By a fluke and against all odds, news of his brilliant bravery reached the Continental Army. British Captain John Montressor attended the execution; later that day, he approached the Continental lines under a flag of truce on another matter. He met with some Patriot officers, including William Hull, Nathan’s college chum. Montressor was obviously still shaken, and Hull asked why. Though he must have grieved at the answer, Hull repeated Nathan’s last words until they resounded through the frightened, fleeing Continental Army.

But those terrified soldiers heard a different version than the line we know. In 1782, the Boston Chronicle published an anonymous account of Nathan’s death; Hull probably wrote it. There he reports the line as, "I am so satisfied with the cause in which I have engaged, that my only regret is that I have not more lives than one to offer in its service." The sentiment assumes its final, more memorable form in Hull’s memoirs half a century later: "I only regret that I have but one life to lose for my country."

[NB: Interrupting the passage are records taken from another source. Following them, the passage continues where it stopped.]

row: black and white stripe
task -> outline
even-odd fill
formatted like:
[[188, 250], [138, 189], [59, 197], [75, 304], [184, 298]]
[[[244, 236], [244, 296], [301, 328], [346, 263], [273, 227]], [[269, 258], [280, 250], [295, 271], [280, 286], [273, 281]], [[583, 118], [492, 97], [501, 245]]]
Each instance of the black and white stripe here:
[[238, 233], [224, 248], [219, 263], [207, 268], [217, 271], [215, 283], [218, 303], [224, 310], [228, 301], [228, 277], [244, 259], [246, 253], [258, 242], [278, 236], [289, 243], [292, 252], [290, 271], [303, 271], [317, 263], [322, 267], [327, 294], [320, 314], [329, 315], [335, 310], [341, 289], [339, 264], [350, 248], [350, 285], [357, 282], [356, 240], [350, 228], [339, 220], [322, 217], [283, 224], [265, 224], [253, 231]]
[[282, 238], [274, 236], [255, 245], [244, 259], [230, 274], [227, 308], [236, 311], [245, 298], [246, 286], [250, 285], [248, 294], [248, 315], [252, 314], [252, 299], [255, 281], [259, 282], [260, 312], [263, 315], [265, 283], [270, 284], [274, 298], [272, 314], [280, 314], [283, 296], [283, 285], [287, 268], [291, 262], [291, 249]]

It’s too bad Hull didn’t stick with his earlier, awkward phrasing. His changing "cause" to "country" became significant: ever since, nationalists have perverted Nathan’s sacrifice while their victims dismiss it. John Knowles captures this in his superb novel, A Separate Peace, when a minor character pressures his son to be a "good American" and enlist during World War II. The boy finally yields, but he tells a friend, "I’m going to ‘serve’ as [my father] puts it, I may even get killed. But I’ll be damned if I’ll have that Nathan Hale attitude of his about it." Yet "that Nathan Hale attitude" was all about living free of government butchery and imperialism.

Nathan’s "attitude" bolstered his fellow soldiers as they fled the superior Redcoats all that discouraging fall. News of it spread to hearten Patriots everywhere, bidding them to persevere, reminding them that liberty is worth any price. Even life itself.

Becky Akers is an expert on the American Revolution.